You know what a chupacabra is? I didn’t either until Mikey on my cleaning crew started talking about his trips back to Ceiba. He’d go out into the campo with his girl to fuck, whispering to her below the revs of his dirtbike that the chupacabra was gonna get her. Once they were deep into the bush, he’d run off. When he’d come back after a while she’d be terrified, so scared she was wet again, he said, and everybody laughed so hard they smacked their hands against the table to keep from pissing their pants. When we were all laughed out it got real quiet and we finished up our lunches in silence. I didn’t get it, really, but I knew that these guys were much tougher than me and they had all gotten silent with respect or fear or something, so I’d better too. We finished our burgers, piled into the back of the truck and drove back to the stadium to change the rest of the trash cans so we could go home. Ice cream left in a garbage can for a few days in direct sunlight turns into a sort of white tar that burns if it drips onto your skin but then stays there, sticky, pulling the little hairs together in a swirl that has to be scrubbed off with soap. Those summers waiting for Lea to say yes, were a lot like melted ice cream.

That same summer of the chupacabra, she told me she couldn’t do it, and that was it. She had given up, I thought. She was going down to Kingston and was going to study sociology. She was going to be really happy, going to go to the club a lot and smoke lots of weed and forget about everything. It was cheaper for her parents if she went there, too. Not everybody gets scholarships, she reminded me. We were out on the sidewalk in front of a three-decker where some people lived. Down in the basement guys were passing blunts and listening to Raekwon and up on the third floor there was Bacardi and Hennessey and all kinds of fruity mixers and reggaeton. She leaned in close to me and I reached my arms around and linked my fingers together over the brown speckled oasis low on her back, above the faded denim of her short-shorts. Her lips were sticky and her skin smelled like coconut. Tasted like coconut too. We stood there for a minute, just like that, and then I let go.

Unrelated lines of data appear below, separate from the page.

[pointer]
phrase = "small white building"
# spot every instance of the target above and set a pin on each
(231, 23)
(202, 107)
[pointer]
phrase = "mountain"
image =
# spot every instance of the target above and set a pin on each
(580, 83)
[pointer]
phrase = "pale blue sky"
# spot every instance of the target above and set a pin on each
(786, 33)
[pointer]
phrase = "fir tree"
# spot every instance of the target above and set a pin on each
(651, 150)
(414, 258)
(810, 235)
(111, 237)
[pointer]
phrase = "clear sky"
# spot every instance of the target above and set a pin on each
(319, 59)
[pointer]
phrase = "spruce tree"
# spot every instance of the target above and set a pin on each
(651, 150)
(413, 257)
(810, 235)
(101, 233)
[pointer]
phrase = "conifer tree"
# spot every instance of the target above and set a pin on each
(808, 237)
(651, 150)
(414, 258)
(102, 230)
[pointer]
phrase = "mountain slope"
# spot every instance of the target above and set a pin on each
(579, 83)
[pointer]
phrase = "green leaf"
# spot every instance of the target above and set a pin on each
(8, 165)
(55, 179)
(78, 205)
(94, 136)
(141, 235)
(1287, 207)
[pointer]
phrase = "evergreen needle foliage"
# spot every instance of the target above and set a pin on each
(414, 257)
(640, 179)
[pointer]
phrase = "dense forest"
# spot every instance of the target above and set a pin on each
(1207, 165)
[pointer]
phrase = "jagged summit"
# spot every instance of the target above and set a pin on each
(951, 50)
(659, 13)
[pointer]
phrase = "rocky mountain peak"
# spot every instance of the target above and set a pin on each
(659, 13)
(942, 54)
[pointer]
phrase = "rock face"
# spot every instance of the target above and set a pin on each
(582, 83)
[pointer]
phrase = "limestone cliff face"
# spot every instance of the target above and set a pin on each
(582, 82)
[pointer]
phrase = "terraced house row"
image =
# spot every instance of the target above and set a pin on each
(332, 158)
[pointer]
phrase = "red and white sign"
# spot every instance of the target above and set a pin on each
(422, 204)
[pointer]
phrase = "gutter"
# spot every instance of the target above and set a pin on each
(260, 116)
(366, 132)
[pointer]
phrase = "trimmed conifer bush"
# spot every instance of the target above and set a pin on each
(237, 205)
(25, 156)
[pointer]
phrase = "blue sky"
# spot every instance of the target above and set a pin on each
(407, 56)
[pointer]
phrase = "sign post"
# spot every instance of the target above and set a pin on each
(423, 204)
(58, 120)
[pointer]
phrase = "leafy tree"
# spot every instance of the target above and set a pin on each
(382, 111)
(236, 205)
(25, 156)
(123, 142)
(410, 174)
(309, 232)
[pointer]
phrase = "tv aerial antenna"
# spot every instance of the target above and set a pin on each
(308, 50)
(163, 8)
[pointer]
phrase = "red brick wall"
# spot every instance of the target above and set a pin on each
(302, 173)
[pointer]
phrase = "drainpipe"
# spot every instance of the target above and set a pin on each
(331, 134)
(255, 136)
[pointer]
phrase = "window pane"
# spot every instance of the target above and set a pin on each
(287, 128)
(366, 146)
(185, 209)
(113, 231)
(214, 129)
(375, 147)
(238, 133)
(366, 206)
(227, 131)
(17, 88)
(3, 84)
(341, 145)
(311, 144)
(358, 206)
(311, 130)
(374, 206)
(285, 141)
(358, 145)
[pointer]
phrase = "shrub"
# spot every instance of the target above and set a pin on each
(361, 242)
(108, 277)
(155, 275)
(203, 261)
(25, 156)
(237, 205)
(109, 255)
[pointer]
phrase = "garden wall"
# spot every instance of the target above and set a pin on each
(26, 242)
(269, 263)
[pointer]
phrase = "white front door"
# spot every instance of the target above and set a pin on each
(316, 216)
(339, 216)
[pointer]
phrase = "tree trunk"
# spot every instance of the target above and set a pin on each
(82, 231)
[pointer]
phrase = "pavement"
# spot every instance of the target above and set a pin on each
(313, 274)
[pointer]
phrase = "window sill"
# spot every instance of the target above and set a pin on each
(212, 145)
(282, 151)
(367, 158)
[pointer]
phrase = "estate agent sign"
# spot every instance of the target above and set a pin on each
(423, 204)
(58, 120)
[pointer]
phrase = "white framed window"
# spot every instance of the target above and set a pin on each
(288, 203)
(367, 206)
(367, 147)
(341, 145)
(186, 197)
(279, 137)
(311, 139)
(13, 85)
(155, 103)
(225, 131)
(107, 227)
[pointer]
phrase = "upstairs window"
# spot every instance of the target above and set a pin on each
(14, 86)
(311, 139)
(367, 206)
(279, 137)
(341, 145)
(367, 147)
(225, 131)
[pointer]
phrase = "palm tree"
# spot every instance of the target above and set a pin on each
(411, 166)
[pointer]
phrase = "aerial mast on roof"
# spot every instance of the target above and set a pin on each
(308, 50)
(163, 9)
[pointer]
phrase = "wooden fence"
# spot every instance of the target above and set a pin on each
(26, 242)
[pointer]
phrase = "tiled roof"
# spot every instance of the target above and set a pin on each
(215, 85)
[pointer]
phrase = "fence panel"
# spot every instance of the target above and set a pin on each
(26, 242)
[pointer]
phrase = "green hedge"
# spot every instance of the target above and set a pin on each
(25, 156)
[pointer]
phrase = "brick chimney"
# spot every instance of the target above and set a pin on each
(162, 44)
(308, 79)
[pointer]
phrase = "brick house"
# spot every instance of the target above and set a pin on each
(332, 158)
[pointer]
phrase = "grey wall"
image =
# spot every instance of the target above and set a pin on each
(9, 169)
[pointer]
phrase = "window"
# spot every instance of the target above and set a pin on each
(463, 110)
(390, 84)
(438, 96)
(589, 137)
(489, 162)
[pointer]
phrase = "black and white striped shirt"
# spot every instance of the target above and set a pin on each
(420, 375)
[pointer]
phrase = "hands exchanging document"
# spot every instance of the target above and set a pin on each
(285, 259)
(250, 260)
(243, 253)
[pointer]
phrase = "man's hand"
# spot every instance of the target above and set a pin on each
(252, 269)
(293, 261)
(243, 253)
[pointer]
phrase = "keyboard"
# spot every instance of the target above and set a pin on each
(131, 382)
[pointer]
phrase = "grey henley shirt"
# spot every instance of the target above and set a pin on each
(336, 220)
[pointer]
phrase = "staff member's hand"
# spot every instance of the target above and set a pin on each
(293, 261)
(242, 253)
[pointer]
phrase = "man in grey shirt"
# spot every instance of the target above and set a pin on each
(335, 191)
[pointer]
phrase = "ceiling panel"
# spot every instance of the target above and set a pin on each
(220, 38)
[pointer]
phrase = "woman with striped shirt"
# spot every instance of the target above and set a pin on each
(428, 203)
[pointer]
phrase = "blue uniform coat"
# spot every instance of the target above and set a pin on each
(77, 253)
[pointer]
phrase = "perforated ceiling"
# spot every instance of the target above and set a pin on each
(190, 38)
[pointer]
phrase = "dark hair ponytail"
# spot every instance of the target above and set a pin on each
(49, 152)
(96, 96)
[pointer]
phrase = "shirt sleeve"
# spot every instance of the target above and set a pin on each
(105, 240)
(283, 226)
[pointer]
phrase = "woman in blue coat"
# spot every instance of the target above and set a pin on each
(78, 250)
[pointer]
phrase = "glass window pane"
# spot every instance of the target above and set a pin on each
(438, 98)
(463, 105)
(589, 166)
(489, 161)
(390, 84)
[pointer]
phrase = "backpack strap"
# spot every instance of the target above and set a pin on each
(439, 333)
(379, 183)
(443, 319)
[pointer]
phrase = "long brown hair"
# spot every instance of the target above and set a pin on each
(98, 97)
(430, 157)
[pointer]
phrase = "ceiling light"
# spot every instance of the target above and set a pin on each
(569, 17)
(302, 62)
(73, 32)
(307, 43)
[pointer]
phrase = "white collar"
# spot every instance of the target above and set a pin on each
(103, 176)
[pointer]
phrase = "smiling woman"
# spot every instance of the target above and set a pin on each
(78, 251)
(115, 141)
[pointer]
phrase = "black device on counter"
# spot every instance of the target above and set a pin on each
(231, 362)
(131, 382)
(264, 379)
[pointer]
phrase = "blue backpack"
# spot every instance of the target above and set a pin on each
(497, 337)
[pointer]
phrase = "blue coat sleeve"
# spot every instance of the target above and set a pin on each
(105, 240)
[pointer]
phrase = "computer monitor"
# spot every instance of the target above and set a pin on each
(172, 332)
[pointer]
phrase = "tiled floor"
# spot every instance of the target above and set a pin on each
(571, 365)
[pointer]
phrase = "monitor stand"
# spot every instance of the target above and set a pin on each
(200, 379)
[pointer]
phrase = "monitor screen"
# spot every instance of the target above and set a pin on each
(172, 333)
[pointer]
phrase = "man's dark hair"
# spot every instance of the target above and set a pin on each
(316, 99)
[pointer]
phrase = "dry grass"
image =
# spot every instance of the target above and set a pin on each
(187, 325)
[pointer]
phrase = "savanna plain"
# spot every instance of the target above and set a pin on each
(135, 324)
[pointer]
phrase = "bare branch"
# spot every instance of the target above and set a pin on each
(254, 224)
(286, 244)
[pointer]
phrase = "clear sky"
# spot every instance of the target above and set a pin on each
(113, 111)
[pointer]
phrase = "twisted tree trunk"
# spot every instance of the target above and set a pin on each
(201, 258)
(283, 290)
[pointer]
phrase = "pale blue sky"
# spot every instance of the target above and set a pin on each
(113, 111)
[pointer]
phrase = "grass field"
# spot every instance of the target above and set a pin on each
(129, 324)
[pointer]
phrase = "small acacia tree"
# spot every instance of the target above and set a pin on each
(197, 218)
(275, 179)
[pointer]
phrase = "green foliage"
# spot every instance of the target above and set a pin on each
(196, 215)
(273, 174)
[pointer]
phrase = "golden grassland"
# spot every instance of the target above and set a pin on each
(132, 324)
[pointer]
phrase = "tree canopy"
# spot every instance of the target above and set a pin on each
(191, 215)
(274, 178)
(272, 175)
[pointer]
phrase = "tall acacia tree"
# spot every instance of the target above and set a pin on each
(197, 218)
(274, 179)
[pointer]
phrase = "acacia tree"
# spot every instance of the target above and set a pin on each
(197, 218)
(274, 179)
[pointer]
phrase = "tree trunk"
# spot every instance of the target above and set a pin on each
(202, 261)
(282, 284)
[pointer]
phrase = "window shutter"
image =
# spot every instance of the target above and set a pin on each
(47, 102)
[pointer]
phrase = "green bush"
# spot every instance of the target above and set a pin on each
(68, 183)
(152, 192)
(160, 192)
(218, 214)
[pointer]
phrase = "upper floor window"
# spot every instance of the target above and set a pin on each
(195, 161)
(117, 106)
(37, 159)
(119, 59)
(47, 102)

She turned around and wiggled her butt in that exaggerated way she had. She wanted me to say what a great butt she had. She was inordinately proud of it. I wanted to tell her it was her brain she should be proud of. I didn’t. Ever. Who was I to say that? I just smiled and nodded. I wanted to walk home so I could suck the mentholated night air into my lungs and fantasize about somebody testing me on the walk home so I could prove I was still worth something. But I didn’t do that either. I went downstairs and squatted down on the cement among a bunch of faces I sort of knew and took the blunt when it came to me and passed it on when I was done and when they started talking about the chupacabra I knew exactly what they meant. Never mind what anybody else tells you about it: the chupacabra is this evil little sucker that makes everything run on repeat like an endless river that never makes it to the sea but never lets you see you’re not getting there, either.